Alcoa is benefiting from higher commercial-jet orders and a shift to aluminum components instead of steel among automakers such as Ford Motor Co., which plans to make its F-150 pickup truck with aluminum body panels.

“Auto body sheet has a much higher margin than anything except aircraft,” Lloyd O’Carroll, a Richmond, Virginia-based Analyst at Northcoast Research Holdings LLC who recommends buying Alcoa shares, said in an interview. “I think 2015 is going to get a pretty big lift of usage on the F-150 and of course all of the margin benefit of that.”

Alcoa also forecast after-tax operating income in its engineered products division, which makes components for jets and truck wheels, will climb by 8 percent to 12 percent this quarter from a year earlier.

CNBC reported in a story by Karma Allen that investors are also happy about the company’s results, sending shares up:

The company said its downstream business, engineered products and solutions, generated $209 million in after-tax operating income, its best ever quarterly results.

Alcoa increased its 2014 estimate of production growth for the North America commercial transportation market to a range of 16 percent to 20 percent, up from a previous range of 10 percent to 14 percent in the second quarter.

The company forecast global aluminum demand growth of 7 percent in 2014.

As of Wednesday’s close, the aluminum maker’s shares had gained more than 100 percent over the past 12 months.

Alcoa unveiled the world’s largest aluminum-lithium facility earlier this month—one of three such plants in development. The warehouse, which cost $90 million, represents a big bet on the future of aviation.

Ed Crooks wrote for the Financial Times that CEO Klaus Kleinfeld was trying to make the company’s profit not so dependent on the price of metal:

For primary aluminium, after-tax income excluding restructuring and some pensions costs rose to $245m in the third quarter of 2014, up from just $8m in the equivalent period of 2013. Earnings were helped by a rise in aluminium prices, with Alcoa’s average realised selling price rising to $2,538 per tonne in the third quarter of this year from $2,180 per tonne in the third quarter of last year.

The company has also been acting to strengthen its own position, shutting down higher-cost smelting capacity and opening its low-cost Ma’aden joint venture in Saudi Arabia, which started commercial operations on September 1 and is already contributing to profits.

Klaus Kleinfeld, chief executive, said: “We want to get to where we make money independent of where the metal price is: sometimes more, sometimes less.”

John W. Miller and Tess Stynes wrote for The Wall Street Journal that his goal might not be so easy to achieve:

The price has weakened in the last six weeks, falling to below $1,900 per ton, because of a sluggish global economy and oversupply partly due to rising Chinese exports.

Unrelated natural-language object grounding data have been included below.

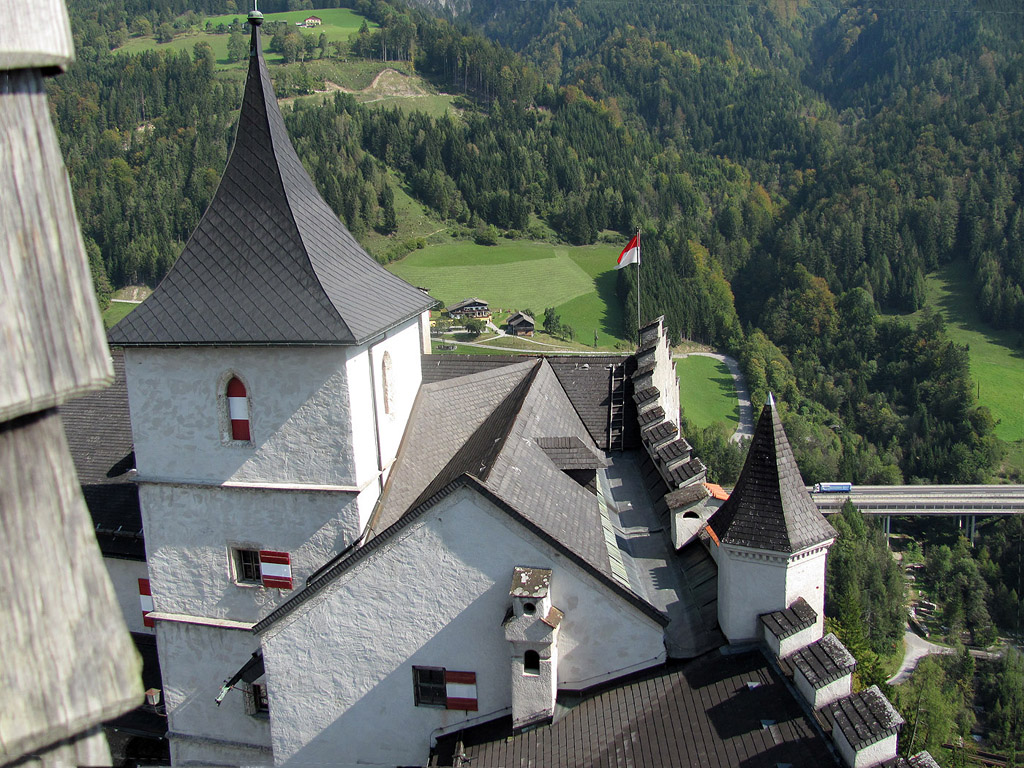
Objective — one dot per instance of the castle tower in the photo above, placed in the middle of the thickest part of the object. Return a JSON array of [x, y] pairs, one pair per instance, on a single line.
[[770, 541], [270, 376]]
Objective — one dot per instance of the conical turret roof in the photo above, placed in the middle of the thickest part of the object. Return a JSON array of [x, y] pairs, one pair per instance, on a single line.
[[269, 262], [770, 508]]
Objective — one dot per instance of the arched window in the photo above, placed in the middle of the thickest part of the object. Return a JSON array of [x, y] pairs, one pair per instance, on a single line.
[[238, 410], [387, 383], [531, 663]]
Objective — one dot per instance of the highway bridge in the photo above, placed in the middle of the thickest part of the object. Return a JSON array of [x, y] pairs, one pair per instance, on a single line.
[[910, 501]]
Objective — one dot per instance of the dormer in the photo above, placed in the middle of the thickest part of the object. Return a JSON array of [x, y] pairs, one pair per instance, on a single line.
[[531, 631]]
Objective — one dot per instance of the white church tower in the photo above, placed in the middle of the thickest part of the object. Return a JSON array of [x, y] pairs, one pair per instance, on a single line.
[[270, 376], [769, 539]]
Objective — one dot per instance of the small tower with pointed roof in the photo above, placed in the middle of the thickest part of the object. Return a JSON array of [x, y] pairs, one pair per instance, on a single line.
[[769, 539], [270, 376]]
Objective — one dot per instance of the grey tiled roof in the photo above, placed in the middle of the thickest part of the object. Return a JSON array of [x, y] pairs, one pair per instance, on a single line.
[[651, 416], [676, 450], [770, 508], [586, 381], [701, 714], [269, 262], [824, 662], [783, 624], [487, 425], [659, 431], [98, 431], [864, 718], [686, 471]]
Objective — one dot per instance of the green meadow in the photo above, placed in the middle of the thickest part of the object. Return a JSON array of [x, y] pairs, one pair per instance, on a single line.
[[339, 25], [579, 282], [707, 391]]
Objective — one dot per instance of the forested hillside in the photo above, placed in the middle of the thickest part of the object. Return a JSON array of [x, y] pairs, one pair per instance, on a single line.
[[796, 168]]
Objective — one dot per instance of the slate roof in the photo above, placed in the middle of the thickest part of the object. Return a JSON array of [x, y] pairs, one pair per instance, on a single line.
[[520, 317], [98, 431], [586, 381], [269, 262], [701, 714], [823, 662], [651, 416], [769, 508], [482, 431], [864, 718], [462, 429], [783, 624]]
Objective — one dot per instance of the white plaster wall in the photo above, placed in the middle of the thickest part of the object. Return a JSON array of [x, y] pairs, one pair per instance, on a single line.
[[801, 639], [124, 576], [435, 596], [869, 756], [299, 414], [748, 587], [195, 660], [807, 580], [425, 332], [189, 530], [667, 381]]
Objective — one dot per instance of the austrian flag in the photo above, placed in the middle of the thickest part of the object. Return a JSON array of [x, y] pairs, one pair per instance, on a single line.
[[630, 254]]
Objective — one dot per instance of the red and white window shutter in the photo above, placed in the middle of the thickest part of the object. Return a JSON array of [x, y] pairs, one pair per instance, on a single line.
[[275, 569], [460, 690], [238, 410], [145, 601]]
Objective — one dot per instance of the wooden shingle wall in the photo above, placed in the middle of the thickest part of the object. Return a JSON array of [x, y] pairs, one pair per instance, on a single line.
[[67, 660]]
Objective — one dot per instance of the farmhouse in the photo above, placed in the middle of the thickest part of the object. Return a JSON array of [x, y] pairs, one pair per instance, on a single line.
[[470, 308], [520, 324], [391, 557]]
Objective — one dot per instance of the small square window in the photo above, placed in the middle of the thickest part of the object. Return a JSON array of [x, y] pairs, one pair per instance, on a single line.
[[428, 686], [247, 569]]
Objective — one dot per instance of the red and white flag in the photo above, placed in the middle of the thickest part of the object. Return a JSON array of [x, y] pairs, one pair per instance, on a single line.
[[630, 254]]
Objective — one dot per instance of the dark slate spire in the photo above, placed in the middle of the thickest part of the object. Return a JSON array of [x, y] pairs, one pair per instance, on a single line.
[[269, 262], [770, 508]]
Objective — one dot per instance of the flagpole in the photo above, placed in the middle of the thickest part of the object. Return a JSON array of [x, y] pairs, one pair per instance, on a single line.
[[638, 288]]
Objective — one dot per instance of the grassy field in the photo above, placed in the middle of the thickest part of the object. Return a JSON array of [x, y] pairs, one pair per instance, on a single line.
[[996, 364], [338, 25], [116, 311], [707, 392], [578, 282]]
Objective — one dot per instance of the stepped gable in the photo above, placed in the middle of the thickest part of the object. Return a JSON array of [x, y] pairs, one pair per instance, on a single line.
[[769, 508], [269, 262]]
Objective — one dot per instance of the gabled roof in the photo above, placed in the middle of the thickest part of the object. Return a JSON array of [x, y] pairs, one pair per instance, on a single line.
[[769, 508], [269, 262]]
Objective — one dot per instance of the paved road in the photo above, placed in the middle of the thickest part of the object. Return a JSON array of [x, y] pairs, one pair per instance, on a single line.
[[745, 428], [916, 648]]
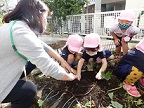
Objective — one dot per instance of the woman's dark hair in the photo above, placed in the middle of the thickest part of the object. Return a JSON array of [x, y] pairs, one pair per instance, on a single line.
[[29, 11], [92, 49]]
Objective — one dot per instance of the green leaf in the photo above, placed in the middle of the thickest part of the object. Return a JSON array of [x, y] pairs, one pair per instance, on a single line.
[[111, 95], [116, 104], [107, 75]]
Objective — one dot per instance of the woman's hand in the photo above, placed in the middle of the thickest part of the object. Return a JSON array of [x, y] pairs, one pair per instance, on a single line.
[[68, 77], [78, 76], [66, 66]]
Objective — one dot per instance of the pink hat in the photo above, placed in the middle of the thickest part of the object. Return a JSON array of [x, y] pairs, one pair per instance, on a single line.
[[75, 42], [127, 15], [140, 46], [91, 40]]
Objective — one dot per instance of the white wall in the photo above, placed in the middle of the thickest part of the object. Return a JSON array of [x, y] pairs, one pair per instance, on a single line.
[[134, 4]]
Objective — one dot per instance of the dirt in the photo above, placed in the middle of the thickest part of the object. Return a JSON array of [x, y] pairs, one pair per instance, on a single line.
[[86, 93]]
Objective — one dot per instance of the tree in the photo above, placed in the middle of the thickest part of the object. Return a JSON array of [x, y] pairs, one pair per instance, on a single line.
[[62, 8]]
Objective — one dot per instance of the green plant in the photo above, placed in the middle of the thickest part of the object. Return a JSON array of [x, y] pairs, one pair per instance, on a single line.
[[114, 104], [107, 75]]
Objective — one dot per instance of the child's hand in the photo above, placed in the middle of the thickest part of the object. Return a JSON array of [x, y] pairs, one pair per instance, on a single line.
[[98, 76], [117, 42], [127, 39], [78, 76]]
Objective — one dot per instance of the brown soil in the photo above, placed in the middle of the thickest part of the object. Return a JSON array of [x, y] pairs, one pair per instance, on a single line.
[[62, 94]]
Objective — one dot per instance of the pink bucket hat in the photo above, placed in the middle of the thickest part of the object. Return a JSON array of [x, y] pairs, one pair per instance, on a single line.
[[127, 15], [91, 40], [75, 42]]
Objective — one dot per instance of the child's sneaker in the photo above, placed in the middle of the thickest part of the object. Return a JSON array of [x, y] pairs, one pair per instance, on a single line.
[[131, 89], [141, 82]]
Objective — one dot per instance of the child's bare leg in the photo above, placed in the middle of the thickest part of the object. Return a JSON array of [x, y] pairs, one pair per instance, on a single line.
[[118, 50], [90, 65]]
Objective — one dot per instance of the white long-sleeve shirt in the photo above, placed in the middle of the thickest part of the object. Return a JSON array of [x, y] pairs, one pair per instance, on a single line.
[[27, 43]]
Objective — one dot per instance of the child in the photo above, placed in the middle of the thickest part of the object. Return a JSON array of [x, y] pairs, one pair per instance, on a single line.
[[123, 31], [71, 52], [131, 69], [93, 51]]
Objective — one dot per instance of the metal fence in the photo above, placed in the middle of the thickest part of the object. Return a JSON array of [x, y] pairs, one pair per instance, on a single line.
[[98, 23]]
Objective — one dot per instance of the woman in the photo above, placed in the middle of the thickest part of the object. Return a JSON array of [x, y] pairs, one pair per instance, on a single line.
[[131, 69], [19, 43]]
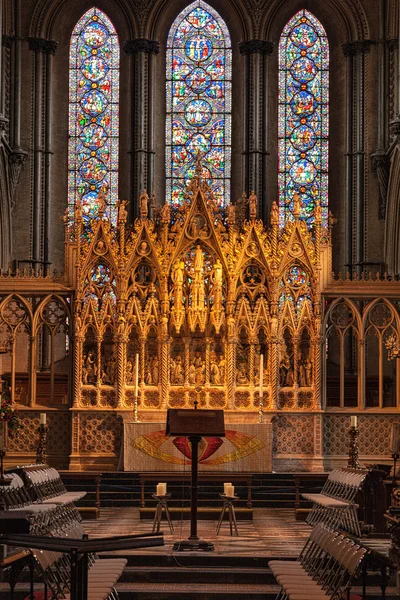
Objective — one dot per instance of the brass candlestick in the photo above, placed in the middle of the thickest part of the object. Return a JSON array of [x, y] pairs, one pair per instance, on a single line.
[[135, 409], [41, 454], [395, 456], [353, 449]]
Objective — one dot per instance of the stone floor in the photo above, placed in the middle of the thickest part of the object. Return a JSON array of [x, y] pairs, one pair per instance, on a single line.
[[273, 532]]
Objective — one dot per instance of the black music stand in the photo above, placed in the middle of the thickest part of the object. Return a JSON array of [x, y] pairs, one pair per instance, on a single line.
[[194, 424]]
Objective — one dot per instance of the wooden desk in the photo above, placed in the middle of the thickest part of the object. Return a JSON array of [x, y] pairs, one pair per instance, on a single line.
[[299, 477], [247, 478], [80, 475]]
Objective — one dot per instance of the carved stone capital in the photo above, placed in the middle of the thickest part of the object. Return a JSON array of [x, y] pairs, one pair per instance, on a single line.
[[357, 47], [42, 45], [7, 40], [141, 45], [395, 128], [256, 47]]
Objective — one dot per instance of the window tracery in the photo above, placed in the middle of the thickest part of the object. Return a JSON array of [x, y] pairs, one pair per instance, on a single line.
[[303, 117], [93, 115], [198, 102]]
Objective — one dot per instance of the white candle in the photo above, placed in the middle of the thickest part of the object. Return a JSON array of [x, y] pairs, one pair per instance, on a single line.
[[227, 485], [161, 489], [230, 491], [137, 375]]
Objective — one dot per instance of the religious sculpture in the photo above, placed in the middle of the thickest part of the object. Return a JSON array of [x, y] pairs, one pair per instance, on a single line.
[[144, 205], [252, 205]]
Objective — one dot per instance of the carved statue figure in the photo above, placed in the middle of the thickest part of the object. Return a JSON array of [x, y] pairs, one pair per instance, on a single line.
[[122, 212], [78, 210], [155, 370], [274, 213], [198, 263], [241, 375], [306, 372], [296, 205], [129, 371], [215, 374], [101, 204], [284, 369], [231, 214], [165, 213], [318, 213], [144, 205], [253, 205], [177, 375]]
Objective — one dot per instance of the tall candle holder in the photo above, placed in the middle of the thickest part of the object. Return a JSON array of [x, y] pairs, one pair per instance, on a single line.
[[395, 457], [353, 462], [41, 450], [135, 409]]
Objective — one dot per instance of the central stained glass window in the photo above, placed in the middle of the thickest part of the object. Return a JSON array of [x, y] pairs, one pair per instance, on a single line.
[[93, 115], [198, 102], [303, 117]]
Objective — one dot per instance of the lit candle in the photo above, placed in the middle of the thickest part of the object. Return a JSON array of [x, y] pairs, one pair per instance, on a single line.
[[226, 486], [395, 439], [137, 375], [161, 489], [230, 491]]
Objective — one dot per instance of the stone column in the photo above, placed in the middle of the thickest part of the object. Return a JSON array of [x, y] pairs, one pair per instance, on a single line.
[[142, 53], [355, 213], [255, 119]]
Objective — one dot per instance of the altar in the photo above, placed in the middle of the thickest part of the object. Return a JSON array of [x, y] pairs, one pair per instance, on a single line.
[[246, 448]]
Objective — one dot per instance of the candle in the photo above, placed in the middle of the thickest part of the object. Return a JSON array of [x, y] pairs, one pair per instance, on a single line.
[[395, 439], [230, 491], [137, 375], [227, 485], [161, 489]]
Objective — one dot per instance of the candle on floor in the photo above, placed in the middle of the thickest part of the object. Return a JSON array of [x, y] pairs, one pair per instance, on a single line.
[[230, 491], [161, 489], [136, 375], [226, 485]]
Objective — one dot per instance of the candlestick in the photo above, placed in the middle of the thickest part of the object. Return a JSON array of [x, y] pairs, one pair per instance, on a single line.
[[261, 388], [136, 392], [226, 486], [161, 489], [353, 462], [136, 374], [41, 454]]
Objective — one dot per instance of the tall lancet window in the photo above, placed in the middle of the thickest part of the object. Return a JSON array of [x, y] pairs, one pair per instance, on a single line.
[[199, 60], [303, 116], [93, 114]]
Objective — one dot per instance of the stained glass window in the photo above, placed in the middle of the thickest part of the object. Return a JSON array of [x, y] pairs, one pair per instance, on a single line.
[[303, 117], [198, 101], [93, 114]]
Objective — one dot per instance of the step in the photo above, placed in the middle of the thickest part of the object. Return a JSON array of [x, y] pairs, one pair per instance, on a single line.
[[203, 513]]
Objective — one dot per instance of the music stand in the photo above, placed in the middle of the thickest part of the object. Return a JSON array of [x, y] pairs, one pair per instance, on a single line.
[[194, 424]]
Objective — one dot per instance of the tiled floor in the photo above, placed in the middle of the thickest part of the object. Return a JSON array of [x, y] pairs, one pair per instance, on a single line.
[[273, 532]]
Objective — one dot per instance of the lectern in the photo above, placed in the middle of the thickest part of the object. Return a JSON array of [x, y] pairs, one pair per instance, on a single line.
[[194, 424]]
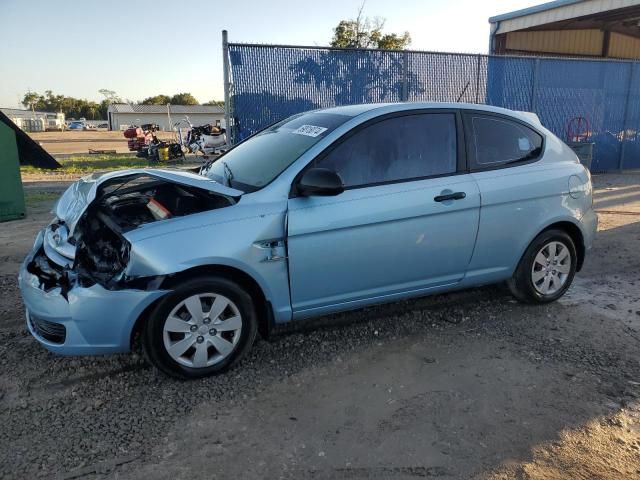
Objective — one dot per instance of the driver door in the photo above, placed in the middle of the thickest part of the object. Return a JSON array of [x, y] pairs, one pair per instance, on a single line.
[[405, 224]]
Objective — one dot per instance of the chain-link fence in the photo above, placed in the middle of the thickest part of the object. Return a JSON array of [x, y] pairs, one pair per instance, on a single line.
[[600, 97]]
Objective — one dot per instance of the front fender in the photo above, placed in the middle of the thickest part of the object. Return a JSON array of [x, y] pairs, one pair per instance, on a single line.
[[234, 239]]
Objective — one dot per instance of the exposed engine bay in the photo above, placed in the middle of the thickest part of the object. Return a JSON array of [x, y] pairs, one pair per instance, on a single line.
[[99, 249]]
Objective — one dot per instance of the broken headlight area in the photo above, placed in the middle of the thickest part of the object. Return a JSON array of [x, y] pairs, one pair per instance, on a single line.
[[102, 251], [50, 275]]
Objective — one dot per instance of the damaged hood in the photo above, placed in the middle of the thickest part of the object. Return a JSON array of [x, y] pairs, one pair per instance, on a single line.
[[75, 200]]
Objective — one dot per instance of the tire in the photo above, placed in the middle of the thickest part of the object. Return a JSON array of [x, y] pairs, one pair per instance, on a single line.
[[183, 341], [537, 278]]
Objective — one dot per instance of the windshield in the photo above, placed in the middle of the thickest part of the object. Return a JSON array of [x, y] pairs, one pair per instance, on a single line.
[[255, 162]]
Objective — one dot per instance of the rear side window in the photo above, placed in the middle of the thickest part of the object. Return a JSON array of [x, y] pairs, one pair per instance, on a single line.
[[396, 149], [498, 141]]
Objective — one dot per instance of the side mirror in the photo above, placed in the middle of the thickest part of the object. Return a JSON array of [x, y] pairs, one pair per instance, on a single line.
[[321, 182]]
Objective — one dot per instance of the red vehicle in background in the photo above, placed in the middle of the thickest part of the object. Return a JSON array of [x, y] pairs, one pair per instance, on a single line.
[[139, 138]]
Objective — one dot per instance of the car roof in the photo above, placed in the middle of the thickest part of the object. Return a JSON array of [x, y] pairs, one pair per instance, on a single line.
[[382, 108]]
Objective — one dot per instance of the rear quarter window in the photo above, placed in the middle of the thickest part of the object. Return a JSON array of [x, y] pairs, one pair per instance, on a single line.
[[497, 141]]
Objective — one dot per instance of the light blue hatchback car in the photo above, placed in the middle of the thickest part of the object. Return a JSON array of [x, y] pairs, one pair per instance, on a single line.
[[326, 211]]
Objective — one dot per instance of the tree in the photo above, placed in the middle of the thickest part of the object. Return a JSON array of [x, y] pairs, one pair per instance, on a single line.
[[31, 100], [183, 99], [157, 100], [360, 76], [71, 107], [363, 32]]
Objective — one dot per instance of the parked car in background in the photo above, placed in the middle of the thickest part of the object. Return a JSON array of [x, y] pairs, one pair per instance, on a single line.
[[76, 125], [323, 212]]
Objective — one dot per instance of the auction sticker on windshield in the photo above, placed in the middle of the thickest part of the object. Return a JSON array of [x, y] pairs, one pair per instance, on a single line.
[[309, 130]]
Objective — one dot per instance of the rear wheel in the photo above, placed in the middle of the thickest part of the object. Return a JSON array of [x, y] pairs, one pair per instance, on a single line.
[[201, 328], [547, 268]]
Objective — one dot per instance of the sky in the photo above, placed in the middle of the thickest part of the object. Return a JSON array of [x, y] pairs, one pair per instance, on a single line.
[[141, 49]]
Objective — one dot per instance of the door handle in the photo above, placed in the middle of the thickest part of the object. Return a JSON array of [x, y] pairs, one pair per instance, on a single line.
[[450, 196]]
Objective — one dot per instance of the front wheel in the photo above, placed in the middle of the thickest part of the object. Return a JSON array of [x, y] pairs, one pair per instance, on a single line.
[[546, 269], [201, 328]]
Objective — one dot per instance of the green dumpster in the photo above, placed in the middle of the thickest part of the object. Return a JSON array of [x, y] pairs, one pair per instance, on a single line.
[[11, 193]]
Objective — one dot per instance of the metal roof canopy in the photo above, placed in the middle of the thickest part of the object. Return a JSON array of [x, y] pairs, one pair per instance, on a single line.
[[621, 16]]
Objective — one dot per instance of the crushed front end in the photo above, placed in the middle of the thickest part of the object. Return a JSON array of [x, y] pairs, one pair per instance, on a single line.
[[78, 296]]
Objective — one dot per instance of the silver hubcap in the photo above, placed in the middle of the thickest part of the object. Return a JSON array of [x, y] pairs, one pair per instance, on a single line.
[[551, 268], [202, 330]]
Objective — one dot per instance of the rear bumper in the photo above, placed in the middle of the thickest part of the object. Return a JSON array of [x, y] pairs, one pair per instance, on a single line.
[[96, 320]]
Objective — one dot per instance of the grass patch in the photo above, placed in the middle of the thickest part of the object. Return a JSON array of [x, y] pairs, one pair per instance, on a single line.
[[89, 163]]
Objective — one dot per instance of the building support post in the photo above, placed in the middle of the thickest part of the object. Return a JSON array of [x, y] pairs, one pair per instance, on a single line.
[[227, 96], [478, 78], [625, 124], [534, 84], [405, 76]]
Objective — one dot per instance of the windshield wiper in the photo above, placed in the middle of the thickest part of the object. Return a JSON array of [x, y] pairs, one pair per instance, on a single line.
[[529, 156], [228, 174]]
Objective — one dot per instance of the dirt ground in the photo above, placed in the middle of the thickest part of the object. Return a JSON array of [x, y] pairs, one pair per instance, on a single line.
[[79, 141], [458, 386]]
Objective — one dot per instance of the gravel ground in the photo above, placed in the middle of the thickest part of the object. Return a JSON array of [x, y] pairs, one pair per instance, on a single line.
[[464, 385]]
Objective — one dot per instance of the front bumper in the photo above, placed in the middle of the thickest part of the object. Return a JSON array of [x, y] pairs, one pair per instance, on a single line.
[[96, 320]]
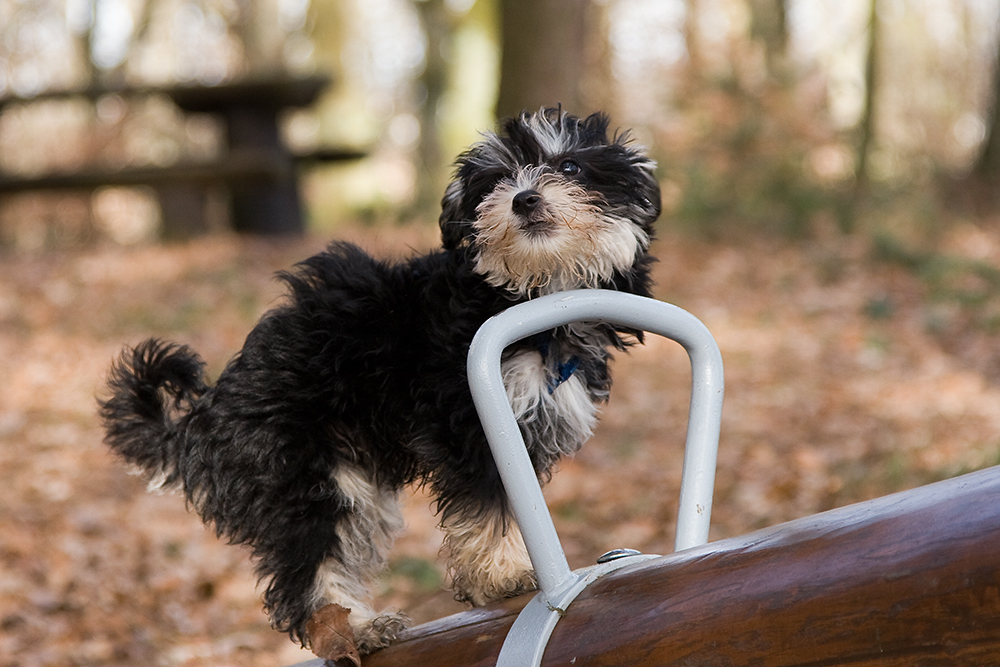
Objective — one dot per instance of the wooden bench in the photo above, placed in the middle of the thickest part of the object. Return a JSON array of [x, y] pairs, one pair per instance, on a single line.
[[259, 171]]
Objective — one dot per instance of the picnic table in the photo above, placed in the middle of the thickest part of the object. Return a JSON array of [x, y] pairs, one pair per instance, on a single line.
[[256, 167]]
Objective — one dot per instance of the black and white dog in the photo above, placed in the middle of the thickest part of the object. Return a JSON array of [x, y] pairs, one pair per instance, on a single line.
[[356, 386]]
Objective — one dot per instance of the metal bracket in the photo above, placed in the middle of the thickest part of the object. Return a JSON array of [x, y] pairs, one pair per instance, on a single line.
[[558, 586]]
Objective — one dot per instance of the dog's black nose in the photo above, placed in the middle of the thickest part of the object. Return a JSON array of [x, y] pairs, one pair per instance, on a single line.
[[526, 202]]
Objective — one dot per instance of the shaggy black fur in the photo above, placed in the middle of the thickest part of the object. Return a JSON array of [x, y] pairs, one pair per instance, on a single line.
[[365, 363]]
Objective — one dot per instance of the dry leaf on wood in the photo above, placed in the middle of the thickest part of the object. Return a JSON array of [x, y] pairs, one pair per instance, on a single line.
[[331, 636]]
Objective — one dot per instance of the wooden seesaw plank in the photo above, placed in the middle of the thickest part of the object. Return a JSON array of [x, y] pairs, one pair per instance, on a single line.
[[911, 579]]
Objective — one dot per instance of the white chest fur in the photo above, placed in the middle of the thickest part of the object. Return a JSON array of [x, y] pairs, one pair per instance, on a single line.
[[555, 421]]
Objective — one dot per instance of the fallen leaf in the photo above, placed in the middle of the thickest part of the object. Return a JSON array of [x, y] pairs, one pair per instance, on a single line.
[[331, 636]]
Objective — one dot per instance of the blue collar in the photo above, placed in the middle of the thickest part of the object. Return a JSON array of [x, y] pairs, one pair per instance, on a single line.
[[563, 369]]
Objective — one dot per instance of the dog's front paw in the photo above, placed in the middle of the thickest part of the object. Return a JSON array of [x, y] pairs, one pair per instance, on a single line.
[[485, 587], [383, 630]]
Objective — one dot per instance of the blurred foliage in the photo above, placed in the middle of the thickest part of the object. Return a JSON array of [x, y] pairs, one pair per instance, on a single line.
[[747, 165], [758, 110]]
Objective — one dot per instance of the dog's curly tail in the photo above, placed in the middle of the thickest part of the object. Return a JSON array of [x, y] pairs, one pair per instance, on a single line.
[[153, 386]]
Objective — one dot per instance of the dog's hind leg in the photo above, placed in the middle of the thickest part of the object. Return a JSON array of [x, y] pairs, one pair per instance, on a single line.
[[366, 530], [487, 559]]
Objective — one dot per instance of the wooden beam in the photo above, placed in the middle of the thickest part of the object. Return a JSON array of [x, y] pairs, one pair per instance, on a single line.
[[908, 579]]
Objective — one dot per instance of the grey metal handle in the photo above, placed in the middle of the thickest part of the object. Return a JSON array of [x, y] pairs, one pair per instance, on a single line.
[[523, 489]]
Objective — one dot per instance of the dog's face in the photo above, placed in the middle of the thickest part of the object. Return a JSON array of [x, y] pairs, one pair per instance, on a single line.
[[551, 203]]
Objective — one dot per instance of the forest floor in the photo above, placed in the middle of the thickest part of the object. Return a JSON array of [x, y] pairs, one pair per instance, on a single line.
[[850, 373]]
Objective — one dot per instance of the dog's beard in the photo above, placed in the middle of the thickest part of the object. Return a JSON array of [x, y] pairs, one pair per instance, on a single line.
[[570, 241]]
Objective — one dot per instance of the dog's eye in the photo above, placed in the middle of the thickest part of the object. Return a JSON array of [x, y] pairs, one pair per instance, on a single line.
[[569, 168]]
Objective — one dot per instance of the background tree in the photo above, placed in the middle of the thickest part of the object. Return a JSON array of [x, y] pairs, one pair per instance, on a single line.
[[544, 54], [986, 170]]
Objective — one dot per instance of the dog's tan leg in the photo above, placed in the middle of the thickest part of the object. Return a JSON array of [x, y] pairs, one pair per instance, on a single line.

But the company forecast a global aluminum deficit of 671,000 metric tons in 2014, which should help prop up the price. Analysts said they were encouraged by the company keeping its forecast of an increase in global aluminum consumption of 7%. “All things considered and what we were hearing about a slowing European economy, that was the key,” said analyst Bill Selesky of Argus Research Co.

Alcoa also has been diversifying its business and has targeted commercial aerospace as a driver of future sales growth.

Its engineered products division, which makes parts for the aerospace sector, increased income to $209 million, up 9% from a year ago. It was the 18th straight quarterly improvement for that division, the company said. In June, Alcoa reached a $2.85 billion deal to acquire jet-engine parts maker Firth Rixson Ltd. In recent months, Alcoa has reached long-term deals—each valued at more than $1 billion—to supply Boeing Co. with aluminum sheet and plate products and to supply engine parts to Pratt & Whitney, a United Technologies Corp. unit.

While it’s not the most exciting industry, the aluminum market is a bellwether for many other products – particularly aircraft and automobiles. While the recovery is lagging overseas, the indicators point to a good rest of the year in manufacturing. Let the season begin.